Mobile DNA sequencing is starting to happen, and though instruments like Oxford Nanopore's MinION are unlikely to obsolesce the big high power instruments anytime soon, portable sequencing and analysis tools are likely to be very useful, Leila Luheshi writes for the PHG Foundation blog.
The MinION is being used by a few select researchers
spread around the world already, and although they haven't generated any data that has landed in peer-reviewed articles yet, early reports are showing that users are able to read long single molecule sequences, many kilobases in length, she writes.
"These types of tools play a vital role in enabling downstream analysis of sequence data, and are a necessary prelude to the formal publication of the analyzed data itself, which remains hotly anticipated," Luheshi writes.
The mobile sequencing revolution is not here yet, but is "on its way," she says. These tools still are in "the earliest stages of development, with significant throughput, reliability, and accuracy challenges still to be overcome even before they enter mainstream use in research."
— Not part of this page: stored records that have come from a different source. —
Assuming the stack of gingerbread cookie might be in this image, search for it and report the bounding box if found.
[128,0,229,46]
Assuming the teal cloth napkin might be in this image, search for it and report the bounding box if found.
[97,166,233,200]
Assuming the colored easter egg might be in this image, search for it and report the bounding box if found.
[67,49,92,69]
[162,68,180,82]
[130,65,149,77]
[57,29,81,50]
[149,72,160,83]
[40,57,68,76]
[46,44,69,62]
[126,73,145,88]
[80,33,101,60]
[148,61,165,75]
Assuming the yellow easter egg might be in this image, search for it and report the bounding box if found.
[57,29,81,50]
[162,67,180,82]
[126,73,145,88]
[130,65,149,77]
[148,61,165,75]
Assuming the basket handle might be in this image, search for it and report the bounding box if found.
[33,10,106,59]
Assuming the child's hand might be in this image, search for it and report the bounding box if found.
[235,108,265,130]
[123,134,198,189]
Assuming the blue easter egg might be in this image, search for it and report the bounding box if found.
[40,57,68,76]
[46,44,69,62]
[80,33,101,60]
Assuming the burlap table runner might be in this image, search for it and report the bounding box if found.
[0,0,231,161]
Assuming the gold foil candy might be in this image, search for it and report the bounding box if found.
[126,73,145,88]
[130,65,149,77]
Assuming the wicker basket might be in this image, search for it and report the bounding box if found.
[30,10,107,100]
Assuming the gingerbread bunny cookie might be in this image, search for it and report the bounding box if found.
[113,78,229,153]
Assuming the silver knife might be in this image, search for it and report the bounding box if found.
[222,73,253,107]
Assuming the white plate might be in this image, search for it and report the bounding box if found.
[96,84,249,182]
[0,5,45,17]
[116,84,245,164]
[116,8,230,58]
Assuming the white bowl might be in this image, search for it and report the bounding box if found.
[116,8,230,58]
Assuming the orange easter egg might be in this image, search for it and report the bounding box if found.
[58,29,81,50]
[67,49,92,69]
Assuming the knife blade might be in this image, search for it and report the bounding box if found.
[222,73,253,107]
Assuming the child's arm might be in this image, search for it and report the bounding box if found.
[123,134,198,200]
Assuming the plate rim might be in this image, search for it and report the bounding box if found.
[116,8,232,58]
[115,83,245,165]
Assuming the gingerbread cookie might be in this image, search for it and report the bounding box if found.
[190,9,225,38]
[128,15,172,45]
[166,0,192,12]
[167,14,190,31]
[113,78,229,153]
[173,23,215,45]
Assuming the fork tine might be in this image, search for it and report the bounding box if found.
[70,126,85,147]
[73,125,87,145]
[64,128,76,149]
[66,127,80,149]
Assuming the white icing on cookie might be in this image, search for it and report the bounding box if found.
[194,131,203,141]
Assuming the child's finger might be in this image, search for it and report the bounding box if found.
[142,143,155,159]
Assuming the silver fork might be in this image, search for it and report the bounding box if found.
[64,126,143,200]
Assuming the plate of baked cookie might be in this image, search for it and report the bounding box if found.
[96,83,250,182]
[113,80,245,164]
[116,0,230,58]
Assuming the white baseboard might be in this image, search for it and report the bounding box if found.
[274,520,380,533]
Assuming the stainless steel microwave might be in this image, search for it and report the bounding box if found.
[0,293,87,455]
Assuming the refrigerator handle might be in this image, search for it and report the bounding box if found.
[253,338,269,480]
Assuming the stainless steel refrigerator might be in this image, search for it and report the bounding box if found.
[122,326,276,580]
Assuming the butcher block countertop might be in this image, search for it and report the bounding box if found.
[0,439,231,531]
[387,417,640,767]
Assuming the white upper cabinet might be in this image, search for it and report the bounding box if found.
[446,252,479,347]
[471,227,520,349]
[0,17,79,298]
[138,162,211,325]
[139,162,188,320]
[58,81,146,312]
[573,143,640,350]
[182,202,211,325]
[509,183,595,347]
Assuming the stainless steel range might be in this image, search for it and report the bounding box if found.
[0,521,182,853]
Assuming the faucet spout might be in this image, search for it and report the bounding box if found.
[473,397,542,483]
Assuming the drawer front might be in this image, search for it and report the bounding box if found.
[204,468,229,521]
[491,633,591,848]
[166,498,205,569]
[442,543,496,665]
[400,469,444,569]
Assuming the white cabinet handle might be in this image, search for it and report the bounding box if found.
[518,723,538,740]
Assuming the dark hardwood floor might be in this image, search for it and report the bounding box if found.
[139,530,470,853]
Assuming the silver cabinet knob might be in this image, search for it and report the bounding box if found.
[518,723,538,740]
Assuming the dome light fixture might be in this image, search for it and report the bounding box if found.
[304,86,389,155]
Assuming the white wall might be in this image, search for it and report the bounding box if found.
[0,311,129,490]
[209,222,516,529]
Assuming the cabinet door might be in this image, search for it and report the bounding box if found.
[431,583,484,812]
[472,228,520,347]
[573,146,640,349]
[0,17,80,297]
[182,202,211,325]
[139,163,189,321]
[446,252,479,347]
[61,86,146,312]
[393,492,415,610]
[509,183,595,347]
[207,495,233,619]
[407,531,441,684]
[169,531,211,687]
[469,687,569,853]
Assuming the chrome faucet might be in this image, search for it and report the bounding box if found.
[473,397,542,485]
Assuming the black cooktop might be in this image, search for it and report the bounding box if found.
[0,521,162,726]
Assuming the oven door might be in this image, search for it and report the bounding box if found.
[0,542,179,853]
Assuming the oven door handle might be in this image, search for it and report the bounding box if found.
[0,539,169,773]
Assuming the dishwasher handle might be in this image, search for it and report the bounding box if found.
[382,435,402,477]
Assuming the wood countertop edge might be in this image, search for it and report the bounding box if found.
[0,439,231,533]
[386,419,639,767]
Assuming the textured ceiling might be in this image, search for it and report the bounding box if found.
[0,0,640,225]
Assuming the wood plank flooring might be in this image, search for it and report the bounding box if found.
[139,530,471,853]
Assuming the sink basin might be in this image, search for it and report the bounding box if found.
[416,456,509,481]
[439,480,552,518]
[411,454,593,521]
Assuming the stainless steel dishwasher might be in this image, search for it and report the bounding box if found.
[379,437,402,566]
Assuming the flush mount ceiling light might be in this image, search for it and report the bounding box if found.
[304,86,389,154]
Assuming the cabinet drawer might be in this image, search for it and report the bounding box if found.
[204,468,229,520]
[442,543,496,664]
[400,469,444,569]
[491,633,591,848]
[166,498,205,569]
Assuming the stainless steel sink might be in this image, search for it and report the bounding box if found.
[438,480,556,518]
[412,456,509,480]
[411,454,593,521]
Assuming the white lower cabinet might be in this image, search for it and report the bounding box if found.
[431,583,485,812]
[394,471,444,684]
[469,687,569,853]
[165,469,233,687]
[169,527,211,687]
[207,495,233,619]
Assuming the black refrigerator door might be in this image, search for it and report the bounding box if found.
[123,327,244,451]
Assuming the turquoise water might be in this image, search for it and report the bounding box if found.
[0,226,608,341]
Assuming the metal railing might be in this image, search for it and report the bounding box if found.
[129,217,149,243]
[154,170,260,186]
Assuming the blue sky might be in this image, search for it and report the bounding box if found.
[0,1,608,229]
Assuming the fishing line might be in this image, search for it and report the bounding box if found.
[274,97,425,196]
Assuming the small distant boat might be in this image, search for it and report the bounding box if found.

It is hard as of yet to predict how mobile sequencing will impact healthcare, Luheshi says, although it seems clear that portable and low-cost DNA sequencing devices could shift genomic medicine out of the big lab and nearer to the patient's bedside. A USB device that plugs into a laptop could be particularly useful for rapid genomic testing outside of large-scale healthcare facilities, particularly in community medical centers or in mobile screening units, she writes.